Software for variational Inference of transcription factor activities in MATLAB.

This page describes examples of how to use the Dynamical Model for Variational Inference of Protein Concentration and Regulatory Intensities detailed in this paper

G. Sangunetti, N. D. Lawrence and M. Rattray (2006) Probabilistic Inference of Transcription Factor Concentrations and Gene-Specific Regulatory Activities in Bioinformatics 22 (22) pp 2275-2281

Current release is 0.11.

Release 0.11 contains a bug fix for file chipVarEstepCMu.m

Release 0.1 is the first release associated with the paper, containing scripts for recreating the results given.

The toolboxes required to run the code are listed below.

Toolbox |
Version |
---|---|

NDLUTIL | 0.15 |

Finally you will also need the NETLAB toolbox in your path.

The main scripts are `demTuVar`

and `demSpellmanVar`

which run the code
on the metabolic and cell cycle data sets. Also of interest may be the
script `demFakeVar`

which runs the code on artificial data. `demTuVar`

and `demSpellmanVar`

invoke the functions `chipVarEMmu`

and `chipVarEM`

respectively which compute the posterior estimates of the latent
variables by maximising the variational lower bound on the likelihood.
The functions used are different as there is no need to estimate the
baseline expression level for cDNA array data such as the cell cycle
data set.
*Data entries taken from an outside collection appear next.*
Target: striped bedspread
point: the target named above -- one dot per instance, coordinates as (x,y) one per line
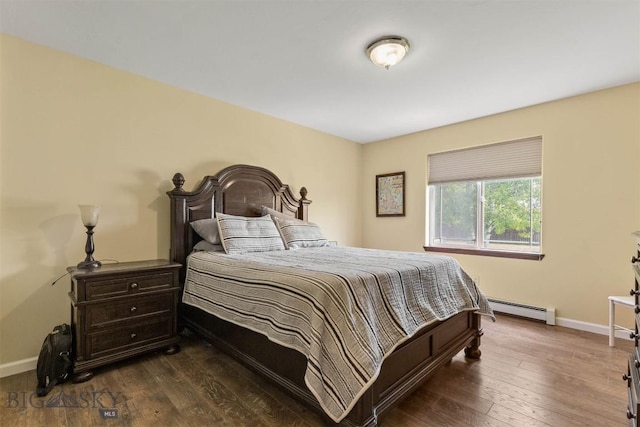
(346,309)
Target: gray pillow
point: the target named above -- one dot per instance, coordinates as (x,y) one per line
(241,234)
(299,234)
(207,229)
(275,214)
(203,245)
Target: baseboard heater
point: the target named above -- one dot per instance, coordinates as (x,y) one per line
(547,315)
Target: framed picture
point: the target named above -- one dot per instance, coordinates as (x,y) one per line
(390,194)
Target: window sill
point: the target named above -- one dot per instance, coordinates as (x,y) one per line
(482,252)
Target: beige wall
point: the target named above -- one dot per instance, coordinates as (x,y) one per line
(74,131)
(591,199)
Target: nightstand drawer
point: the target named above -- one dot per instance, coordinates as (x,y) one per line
(112,341)
(105,314)
(97,289)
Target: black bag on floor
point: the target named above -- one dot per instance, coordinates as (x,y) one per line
(54,362)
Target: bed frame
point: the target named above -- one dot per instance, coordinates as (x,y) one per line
(243,190)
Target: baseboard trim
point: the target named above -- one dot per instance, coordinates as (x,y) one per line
(18,367)
(29,364)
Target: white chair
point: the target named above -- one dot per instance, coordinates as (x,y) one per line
(613,300)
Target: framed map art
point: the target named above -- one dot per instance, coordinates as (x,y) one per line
(390,194)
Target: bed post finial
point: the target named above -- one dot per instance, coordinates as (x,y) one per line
(178,181)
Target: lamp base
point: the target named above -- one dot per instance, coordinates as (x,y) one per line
(89,264)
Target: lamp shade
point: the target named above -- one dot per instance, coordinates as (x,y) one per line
(89,214)
(388,51)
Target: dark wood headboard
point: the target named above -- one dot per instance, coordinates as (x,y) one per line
(236,190)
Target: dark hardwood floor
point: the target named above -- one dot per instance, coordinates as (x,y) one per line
(530,374)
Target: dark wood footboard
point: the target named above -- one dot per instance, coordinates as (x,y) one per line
(408,367)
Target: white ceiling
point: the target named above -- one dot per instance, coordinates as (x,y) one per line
(303,60)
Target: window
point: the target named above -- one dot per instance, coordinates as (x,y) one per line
(487,198)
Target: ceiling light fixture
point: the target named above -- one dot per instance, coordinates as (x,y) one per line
(388,51)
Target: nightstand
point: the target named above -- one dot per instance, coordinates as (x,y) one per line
(122,310)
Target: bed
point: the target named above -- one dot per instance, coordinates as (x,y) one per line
(245,191)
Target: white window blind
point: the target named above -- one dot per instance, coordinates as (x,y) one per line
(513,159)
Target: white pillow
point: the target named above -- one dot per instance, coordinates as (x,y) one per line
(207,229)
(299,234)
(241,234)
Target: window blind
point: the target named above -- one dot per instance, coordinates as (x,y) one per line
(512,159)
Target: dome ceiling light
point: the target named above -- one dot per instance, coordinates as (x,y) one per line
(388,51)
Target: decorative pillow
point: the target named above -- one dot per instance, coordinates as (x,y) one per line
(275,214)
(207,229)
(203,245)
(241,234)
(299,234)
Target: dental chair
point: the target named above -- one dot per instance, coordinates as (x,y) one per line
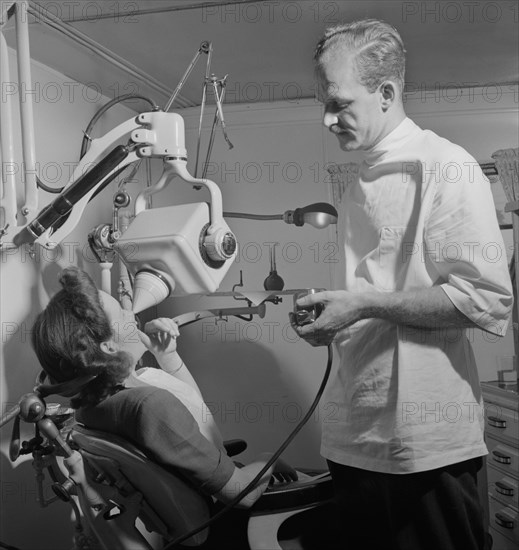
(287,516)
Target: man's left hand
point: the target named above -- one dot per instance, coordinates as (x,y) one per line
(341,309)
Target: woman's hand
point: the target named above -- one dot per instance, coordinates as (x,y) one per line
(160,336)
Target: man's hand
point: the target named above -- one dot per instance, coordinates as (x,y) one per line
(341,309)
(160,336)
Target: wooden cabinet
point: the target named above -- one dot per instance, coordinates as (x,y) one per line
(502,438)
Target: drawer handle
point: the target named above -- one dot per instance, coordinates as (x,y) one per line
(496,422)
(504,489)
(502,458)
(505,522)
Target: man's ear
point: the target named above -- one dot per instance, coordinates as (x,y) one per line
(388,94)
(109,347)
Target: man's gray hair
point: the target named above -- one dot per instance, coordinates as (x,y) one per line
(377,46)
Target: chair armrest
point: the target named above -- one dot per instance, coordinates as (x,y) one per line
(234,446)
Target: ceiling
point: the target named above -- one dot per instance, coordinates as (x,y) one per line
(265,47)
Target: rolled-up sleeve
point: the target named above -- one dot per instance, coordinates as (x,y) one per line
(465,247)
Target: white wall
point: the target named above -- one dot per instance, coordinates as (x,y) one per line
(62,109)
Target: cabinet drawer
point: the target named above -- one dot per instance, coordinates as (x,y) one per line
(503,456)
(503,487)
(502,422)
(504,519)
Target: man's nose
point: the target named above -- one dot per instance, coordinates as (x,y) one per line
(329,119)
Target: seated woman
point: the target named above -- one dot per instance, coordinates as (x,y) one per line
(84,331)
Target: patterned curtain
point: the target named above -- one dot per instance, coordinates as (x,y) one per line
(507,165)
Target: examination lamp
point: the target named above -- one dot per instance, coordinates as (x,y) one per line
(319,215)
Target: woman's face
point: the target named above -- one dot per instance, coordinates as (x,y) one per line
(126,335)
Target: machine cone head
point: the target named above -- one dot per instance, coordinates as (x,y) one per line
(149,289)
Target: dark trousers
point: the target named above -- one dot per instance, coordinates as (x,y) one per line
(434,510)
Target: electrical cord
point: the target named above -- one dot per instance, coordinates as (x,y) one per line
(271,461)
(7,546)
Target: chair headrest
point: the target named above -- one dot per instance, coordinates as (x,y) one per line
(65,389)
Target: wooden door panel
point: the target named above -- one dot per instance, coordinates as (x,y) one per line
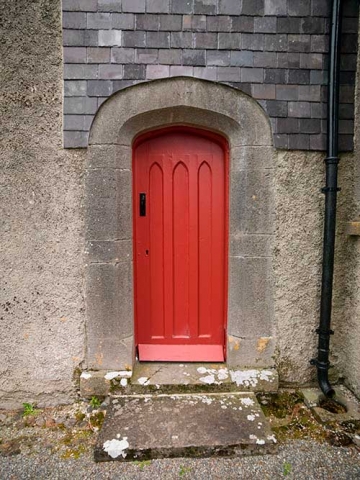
(180,247)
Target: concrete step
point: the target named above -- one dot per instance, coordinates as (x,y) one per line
(142,427)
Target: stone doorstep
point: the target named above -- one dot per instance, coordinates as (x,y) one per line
(142,427)
(156,377)
(312,397)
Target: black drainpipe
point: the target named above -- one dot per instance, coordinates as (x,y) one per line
(331,161)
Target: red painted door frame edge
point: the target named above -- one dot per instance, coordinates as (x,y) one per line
(177,353)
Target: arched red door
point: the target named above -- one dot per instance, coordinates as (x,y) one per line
(180,246)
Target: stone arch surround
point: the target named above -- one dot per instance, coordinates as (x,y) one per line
(108,252)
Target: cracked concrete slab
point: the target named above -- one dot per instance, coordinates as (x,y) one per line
(140,427)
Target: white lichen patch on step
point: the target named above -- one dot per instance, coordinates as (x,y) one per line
(143,381)
(250,378)
(114,448)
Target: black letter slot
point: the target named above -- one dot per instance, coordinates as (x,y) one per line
(142,204)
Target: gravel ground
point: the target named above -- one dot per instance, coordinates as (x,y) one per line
(295,460)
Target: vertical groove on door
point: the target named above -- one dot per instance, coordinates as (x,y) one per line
(181,251)
(205,248)
(156,251)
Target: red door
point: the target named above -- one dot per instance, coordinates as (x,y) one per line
(180,223)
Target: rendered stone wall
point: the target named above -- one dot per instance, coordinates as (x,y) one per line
(273,50)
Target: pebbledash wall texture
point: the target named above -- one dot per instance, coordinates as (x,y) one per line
(273,50)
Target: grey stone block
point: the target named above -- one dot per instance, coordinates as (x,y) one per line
(320,43)
(123,21)
(79,5)
(109,6)
(321,8)
(299,142)
(91,38)
(263,91)
(73,38)
(99,88)
(80,72)
(134,39)
(110,38)
(288,25)
(148,55)
(75,88)
(287,125)
(299,109)
(111,72)
(145,21)
(182,6)
(299,77)
(242,58)
(313,25)
(264,59)
(252,41)
(122,55)
(74,20)
(75,139)
(275,75)
(265,25)
(299,9)
(229,7)
(252,7)
(250,298)
(99,20)
(228,74)
(197,22)
(318,142)
(158,39)
(242,24)
(277,108)
(206,73)
(309,93)
(74,54)
(312,61)
(157,71)
(109,307)
(219,24)
(206,40)
(108,219)
(181,40)
(108,156)
(98,55)
(288,60)
(206,7)
(179,71)
(134,6)
(275,7)
(217,58)
(299,43)
(134,72)
(277,43)
(310,125)
(171,57)
(170,23)
(318,77)
(112,251)
(252,75)
(287,92)
(158,6)
(229,41)
(78,122)
(79,105)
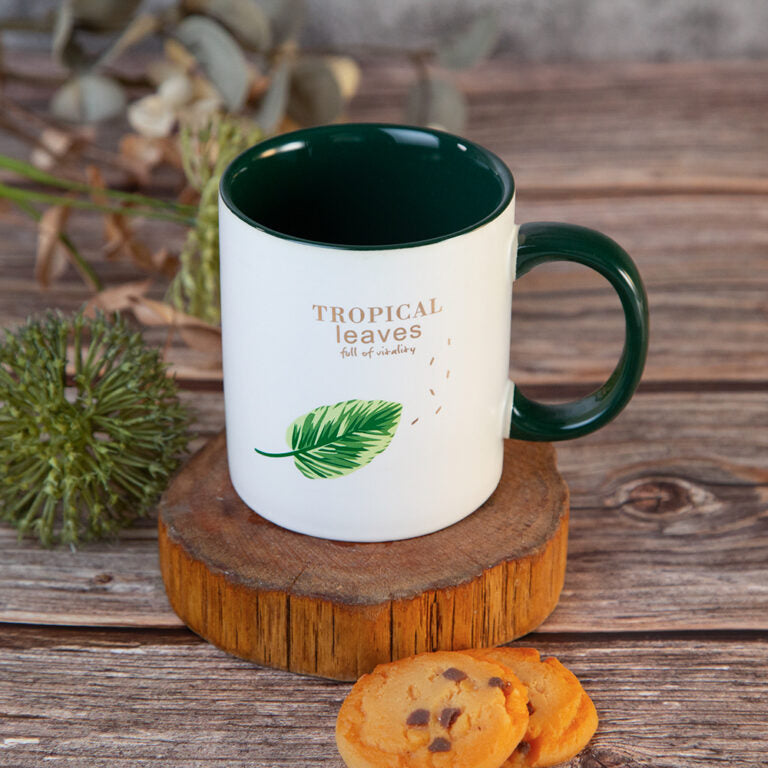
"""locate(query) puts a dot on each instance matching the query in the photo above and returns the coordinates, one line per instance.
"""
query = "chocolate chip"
(448, 716)
(455, 674)
(440, 745)
(418, 717)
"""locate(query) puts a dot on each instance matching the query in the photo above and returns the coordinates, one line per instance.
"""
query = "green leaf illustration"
(335, 440)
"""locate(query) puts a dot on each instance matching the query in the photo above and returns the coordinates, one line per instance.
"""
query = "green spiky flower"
(91, 427)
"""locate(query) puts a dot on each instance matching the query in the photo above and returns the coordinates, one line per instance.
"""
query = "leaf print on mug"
(335, 440)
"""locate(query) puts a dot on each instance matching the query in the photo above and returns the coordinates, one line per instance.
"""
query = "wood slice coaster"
(336, 608)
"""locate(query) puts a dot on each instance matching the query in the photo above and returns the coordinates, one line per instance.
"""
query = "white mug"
(366, 288)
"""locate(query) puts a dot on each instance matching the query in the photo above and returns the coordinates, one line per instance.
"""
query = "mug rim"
(304, 134)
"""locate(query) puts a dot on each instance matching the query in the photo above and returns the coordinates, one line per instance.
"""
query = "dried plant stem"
(16, 194)
(82, 265)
The scripts output a variable model, containing the parameter
values which maximise the likelihood, and expectationsB (posterior
expectations of the regulatory intensities) and expectationsC, posterior
expectations of the protein concentration profiles. The function
`chipVarEMmu`

also outputs a variable expectationsMu containing
posterior statistics for the distribution of the baseline expression
levels. The variable expectationsC has four fields: .entropy, a number
contatining the posterior entropy of the approximating distribution, .c,
a matrix with as many rows as transcription factors and as many columns
as time points, .ccT, a 3D array containing the correlations among
transcription factors at each time point, and .cAltc, a 3D array
containing correlations among transcription factors at consecutive time
points. By specialising the transcription factor index one can obtain
plots of the transcription factor protein concentrations with errorbars.
An example is show below for the transcription factor ACE2 during the
cell cycle.

Inferred protein concentration profile for the transcription factor
ACE2 during the yeast cell cycle.
Similarly, expectationsB has several fields, but only two of them are of
interest for data analysis, .b and .errorbars (the others are necessary
for the estimation of the variational lower bound). The expectationsB.b
variable is a matrix containing in each row the regulatory intensity
with which a gene is affected by each transcription factor. Obviously
most of the entries will be zero due to the sparsity of the network
structure. The matrix `expectationsB.errorbars`

contains the associated
error bars. By specifying to a transcription factor, we can obtain a
distribution of the significance levels of its regulatory intensities.
An example of this is shown below for the transcription factor ACE2
during the cell cycle.

Significance of the regulatory intensities for the transcription factor ACE2 during the yeast cell cycle. The plot shows the ratio between gene-specific regulatory intensities and the associated noise

Page last modified on Sat Jan 6 11:44:09 GMT 2007.